Queimar sábios: manual de instruções

A FCT tem estado sintonizada com o Governo não só na sua tendência para a precipitação, a trapalhada e a ilegalidade, mas também no carácter destrutivo do seu programa.

A convicção resume-se numa frase: o Estado assumiu demasiadas responsabilidades na Ciência, na Cultura e na Educação. Que não tenha havido o cuidado de verificar se a realidade sustenta a convicção é natural num troglodita. Que a convicção do troglodita se tenha tornado política de um governo inteiro contra o próprio programa eleitoral é decerto uma anomalia, talvez explicável pela boa projecção vocal do primeiro-ministro (o único barítono a conseguir, em anos recentes, um emprego de solista no Estado).

Esqueçamos por momentos a Cultura e a Educação, que há muito se arrastam pelas ruas da amargura, e foquemo-nos na Ciência, que tinha sido poupada, até há pouco, a grandes comoções. Na verdade, a Fundação para a Ciência e Tecnologia (FCT) tem tomado sucessivamente medidas que tendem para o mesmo resultado: esvaziamento das responsabilidades estatais, com presumível favorecimento de domínios científicos ligados a instituições ou interesses económicos privados.

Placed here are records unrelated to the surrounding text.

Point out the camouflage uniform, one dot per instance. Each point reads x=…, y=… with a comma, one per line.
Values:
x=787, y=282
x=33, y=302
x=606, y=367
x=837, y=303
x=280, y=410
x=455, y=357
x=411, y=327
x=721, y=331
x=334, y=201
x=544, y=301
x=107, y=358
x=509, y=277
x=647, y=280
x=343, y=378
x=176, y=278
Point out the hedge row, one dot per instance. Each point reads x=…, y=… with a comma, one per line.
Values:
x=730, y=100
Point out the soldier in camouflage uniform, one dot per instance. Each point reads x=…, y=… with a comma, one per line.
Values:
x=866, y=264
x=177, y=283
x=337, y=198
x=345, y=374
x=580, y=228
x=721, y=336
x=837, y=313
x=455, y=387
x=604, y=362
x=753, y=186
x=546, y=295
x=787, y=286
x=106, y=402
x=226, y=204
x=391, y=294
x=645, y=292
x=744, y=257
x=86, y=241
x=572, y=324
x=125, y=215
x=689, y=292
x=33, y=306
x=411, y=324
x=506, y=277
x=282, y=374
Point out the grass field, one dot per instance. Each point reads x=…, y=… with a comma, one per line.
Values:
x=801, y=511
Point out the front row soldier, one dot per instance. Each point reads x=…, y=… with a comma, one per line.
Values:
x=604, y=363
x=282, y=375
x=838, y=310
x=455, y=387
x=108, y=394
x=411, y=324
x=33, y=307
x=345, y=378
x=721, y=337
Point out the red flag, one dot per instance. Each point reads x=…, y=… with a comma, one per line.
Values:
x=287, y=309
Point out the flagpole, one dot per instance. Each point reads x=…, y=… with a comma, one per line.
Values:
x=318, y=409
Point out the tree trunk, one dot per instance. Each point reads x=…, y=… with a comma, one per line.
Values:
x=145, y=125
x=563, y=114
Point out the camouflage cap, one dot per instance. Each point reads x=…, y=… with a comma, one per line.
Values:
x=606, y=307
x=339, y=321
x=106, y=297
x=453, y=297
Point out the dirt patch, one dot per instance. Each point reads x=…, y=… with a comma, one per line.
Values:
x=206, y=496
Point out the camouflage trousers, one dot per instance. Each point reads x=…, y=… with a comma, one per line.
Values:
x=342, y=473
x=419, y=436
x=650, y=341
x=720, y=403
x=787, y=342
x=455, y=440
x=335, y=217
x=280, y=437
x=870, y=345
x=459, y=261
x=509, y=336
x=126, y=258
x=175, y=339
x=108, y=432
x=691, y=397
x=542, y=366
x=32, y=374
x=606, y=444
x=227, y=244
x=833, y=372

Anunciada vagamente como “um novo paradigma”, e repetidamente justificada pela alegada busca de “excelência”, a nova orientação foi finalmente caracterizada pelo primeiro-ministro como uma reafectação do investimento público (de resultados alegadamente fracos) para “ter mais gente ao lado das empresas”. Embora mais uma vez a avaliação esteja errada e se confunda o desejo com a realidade, estas declarações têm a seu favor uma cavernícola franqueza.

A FCT tem estado sintonizada com o Governo não só na sua tendência para a precipitação, a trapalhada e a ilegalidade, mas também no carácter destrutivo do seu programa, implementado em quatro passos.

O primeiro passo foi correr com os investigadores contratados por cinco anos ao abrigo dos programas Ciência 2007/2008 (escolhidos por concurso internacional, com júris da área da especialidade, correspondendo às necessidades científicas identificadas pelas unidades de investigação com melhor avaliação externa e inseridos em projectos no terreno). Bastou o atraso do primeiro concurso Investigador FCT para que muitos dos mais capazes começassem a concorrer a lugares mais estáveis e bem pagos no estrangeiro. Depois veio o concurso: número irrisório de vagas, painéis de avaliação onde nem todos os domínios científicos estavam representados, critérios bibliométricos impostos a eito independentemente do domínio em questão, impossibilidade de atestar a relevância profissional através de pareceres externos. Resultado: razia de investigadores de topo a favor de um número diminuto de cientistas com projectos de trabalho individuais, frequentemente novos, levando à desarticulação de equipas e ao abandono ou suspensão de trabalhos em curso. No concurso seguinte, ao invés de se corrigir o tiro, a arbitrariedade foi elevada a regra de ouro.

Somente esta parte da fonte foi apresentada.